Alas, a similar result with the Gonzo Imperial Porter.
While it might be fun to report gonzo journalism lives and that I dove right into more whiskey and beer despite the bats flying through my house that had jumped off Steadman’s label amidst other paranoid ramblings, I concluded the inaugural whiskey and beer evening in favor of a second day’s sampling and a fresh palate.
Defiant, distilled in North Carolina by Blue Ridge Distillery, comes out of the same mountains that have been dominated for several centuries by Scotch-Irish distillers otherwise known as bootleggers. By creating a different way to distill it, this whiskey is made in the same spirit moonshiners often displayed. Defiant is made, surprisingly, without barrels. The influence of American oak comes from spirals of the wood used during the aging process in modern stainless steel tanks. It has been judged to be one of the most bourbon-like single malts made in the U.S.
The Day 2 tasting began with a trip to a neighborhood store, which yielded a bottle of Innis & Gunn Original as well as Lagunitas IPA.
A stab at making a complementary choice for the Defiant, the Innis & Gunn Original was one of the primogenitors of the movement to match beer with bourbon barrels. When paired with Defiant, the intense, flavorful whiskey highlighted the beer’s sweet vanilla notes, but otherwise, the beer and whiskey didn’t quite connect.

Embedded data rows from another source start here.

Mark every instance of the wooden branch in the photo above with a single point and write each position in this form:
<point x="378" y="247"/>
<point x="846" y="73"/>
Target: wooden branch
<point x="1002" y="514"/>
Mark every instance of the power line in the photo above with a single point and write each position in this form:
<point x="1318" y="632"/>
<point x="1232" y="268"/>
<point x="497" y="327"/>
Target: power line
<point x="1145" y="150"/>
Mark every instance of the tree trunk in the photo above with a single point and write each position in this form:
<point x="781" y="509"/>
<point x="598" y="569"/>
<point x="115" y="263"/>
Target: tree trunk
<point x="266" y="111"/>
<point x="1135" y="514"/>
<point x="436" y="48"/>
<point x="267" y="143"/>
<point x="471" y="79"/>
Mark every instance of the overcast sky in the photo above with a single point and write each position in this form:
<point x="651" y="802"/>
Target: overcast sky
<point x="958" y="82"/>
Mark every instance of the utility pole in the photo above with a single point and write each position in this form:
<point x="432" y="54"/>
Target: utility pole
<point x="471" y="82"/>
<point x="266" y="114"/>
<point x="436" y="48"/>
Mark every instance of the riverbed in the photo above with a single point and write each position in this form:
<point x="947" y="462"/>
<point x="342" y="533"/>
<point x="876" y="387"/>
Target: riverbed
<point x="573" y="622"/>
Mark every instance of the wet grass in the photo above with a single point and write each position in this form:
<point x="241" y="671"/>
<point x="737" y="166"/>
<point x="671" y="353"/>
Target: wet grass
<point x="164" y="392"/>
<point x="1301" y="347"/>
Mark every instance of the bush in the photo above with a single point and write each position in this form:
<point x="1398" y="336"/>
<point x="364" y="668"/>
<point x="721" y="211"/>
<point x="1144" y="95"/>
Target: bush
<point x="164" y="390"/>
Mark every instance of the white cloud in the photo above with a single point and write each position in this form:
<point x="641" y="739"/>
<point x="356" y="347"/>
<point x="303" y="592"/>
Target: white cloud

About this time, there seemed to be a pattern developing. I realized what was happening with each of the whiskeys and all of the pairings. Pairing the two alcohol types emphasizes retronasal tasting due to the volatized nature of whiskey, whose aromas are easily exhaled from the throat after a sip. A lesser known fact of life, retronasal tasting is something I first came across in Jeff Alworth’s recently released book The Beer Bible.
Alworth’s research is exacting and impeccable. In the case of explaining retronasal taste, he combined standard research on the nature of taste, which includes the limitations of the tongue, as well as insights from brewers who are charged with tasting beer daily and maintaining consistency. What Alworth confirmed was that the tasting of any flavor occurs most noticeably when the aromas come through the nose via the opening at the back of the throat, hence the phrase retronasal.
These retronasal “scents are always detected in the presence of the tongue’s taste,” writes Alworth. “That fusion may be why we are so easily fooled to think ‘flavor’ is something our taste buds sense. Yet, in most cases, when we say ‘taste,’ we mean the overall flavor of something, and when we say ‘flavor,’ we largely mean retronasal smell.”